Key people around the Labour leader Jeremy Corbyn were monitored by MI5 in the 1980s, according to remarks by former Director-General Stella Rimington, reported in several papers today.
This is hardly surprising given that as Labour's spokesman responded: "It is well-documented that a wide range of trade union and political activists, including future senior government ministers, were monitored in the 1980s by the security services."
The Mail has engaged in some rather tendentious speculation about which of Corbyn's inner circle might be involved. In the 1970s and 1980s, F Branch, the counter-subversion wing of MI5, headed at one time by Rimington, had whole sections dedicated to monitoring the CPGB and the major Trotskyist groups. However, at least one of those named by the Mail, Jon Lansman, is a long-standing member of the Bennite Labour left, with no known Leninist 'trace' to provide a figleaf of justification for MI5's interest. If MI5 were monitoring him, it implies direct political surveillance of the Labour Party. If they were not, then the Mail's story is a scurrilous innuendo bordering on defamatory.

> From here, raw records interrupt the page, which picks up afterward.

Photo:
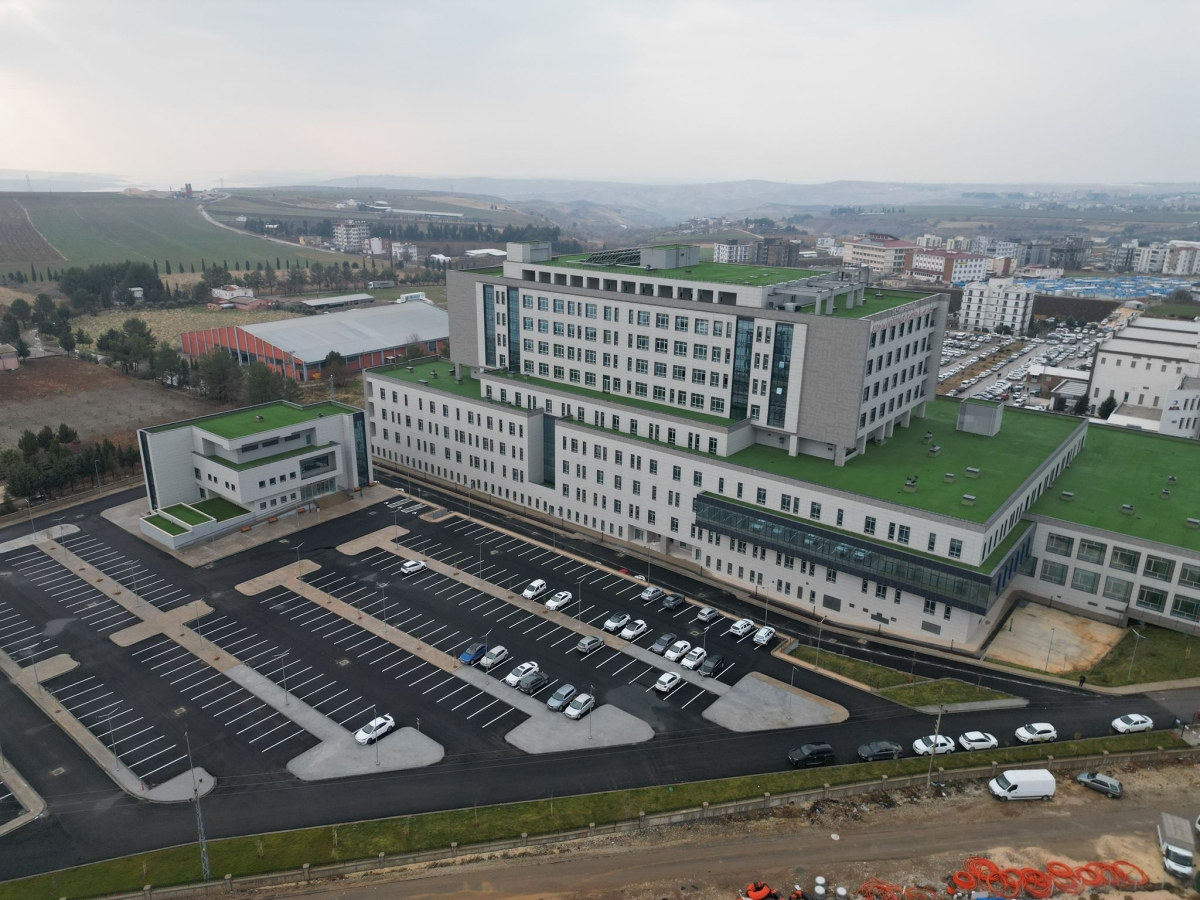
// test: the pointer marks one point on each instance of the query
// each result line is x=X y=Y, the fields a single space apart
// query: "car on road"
x=661 y=645
x=978 y=741
x=559 y=600
x=495 y=657
x=533 y=682
x=514 y=677
x=616 y=622
x=667 y=682
x=695 y=657
x=809 y=755
x=473 y=654
x=534 y=589
x=375 y=730
x=765 y=635
x=677 y=651
x=742 y=628
x=559 y=699
x=880 y=750
x=1102 y=783
x=581 y=706
x=589 y=643
x=634 y=630
x=935 y=744
x=1132 y=723
x=1037 y=733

Another of those named by the Mail, Seumas Milne, has a very particular history with Rimington, having documented her role during the 1984 Miners' Strike in his book The Enemy Within.

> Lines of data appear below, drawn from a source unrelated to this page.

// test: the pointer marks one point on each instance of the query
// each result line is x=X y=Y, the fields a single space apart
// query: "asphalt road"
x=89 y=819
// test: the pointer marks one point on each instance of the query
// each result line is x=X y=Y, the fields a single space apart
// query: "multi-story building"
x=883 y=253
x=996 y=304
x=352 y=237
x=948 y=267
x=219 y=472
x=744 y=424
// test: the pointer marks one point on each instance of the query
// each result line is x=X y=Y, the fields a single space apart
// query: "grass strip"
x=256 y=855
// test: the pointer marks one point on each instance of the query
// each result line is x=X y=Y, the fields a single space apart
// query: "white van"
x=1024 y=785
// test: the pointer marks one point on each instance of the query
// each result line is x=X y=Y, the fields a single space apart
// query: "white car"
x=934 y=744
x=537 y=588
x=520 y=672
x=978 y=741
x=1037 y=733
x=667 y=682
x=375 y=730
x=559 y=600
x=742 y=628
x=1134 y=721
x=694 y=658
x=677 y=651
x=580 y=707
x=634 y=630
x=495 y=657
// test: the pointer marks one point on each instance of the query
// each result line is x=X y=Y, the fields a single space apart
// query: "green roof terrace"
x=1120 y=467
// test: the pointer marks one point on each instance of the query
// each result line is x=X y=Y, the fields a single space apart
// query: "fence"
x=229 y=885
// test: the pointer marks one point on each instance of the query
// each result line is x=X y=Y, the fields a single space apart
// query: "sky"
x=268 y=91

What should not be forgotten about MI5's counter-subversion activities during this period is that many of them were exposed by F Branch officers such as Cathy Massiter and Miranda Ingram, who were dismayed at the partisan nature of the actions they were being asked to undertake.
The most extreme response was that of Michael Bettaney, who made a failed attempt to defect the KGB. While in prison, he is said to have tipped off the National Union of Mineworkers' about a mole in its organisation on the eve of the strike.
As it happens, I have been going over the public sources on Bettaney's career for the next update of The Spotters' Guide to British Intelligence Officers in Ireland. Bettaney reportedly had a very rough time as an F Branch agent-runner in Northern Ireland in the late 1970s. This was the period when MI6/Foreign Office attempts to find a negotiated solution to the conflict were giving away to MI5's more hardline approach.
Bettaney might have been particularly well-placed to observe this process, if a Sunday Times report in 2000 was correct in claiming that he worked under Rimington in handling Willie Carlin, an agent involved in the IRA and Sinn Fein in Derry. Disillusionment with some aspects of MI5's role in Northern Ireland may have played a part in Bettaney's cynicism about the West at a time when detente was giving way to renewed Cold War.
It's worth noting that Jonathan Powell's Great Hatred, Little Room describes Rimington as sceptical of the MI6 contacts which were key to the emergence of the peace process in the early 1990s. She seems, however, to have been won over by MI5's senior officer in Northern Ireland who Powell does not name, but who was probably John Deverell.
Rimington's involvement in Ireland went back to the late 1960s, when she was a desk officer in an Irish section rapidly expanding in response to the Troubles.
All of which is to say that can of worms opened up by Rimington's comments leads to far more interesting questions about her past than about Corbyn's, if one chooses to pursue them.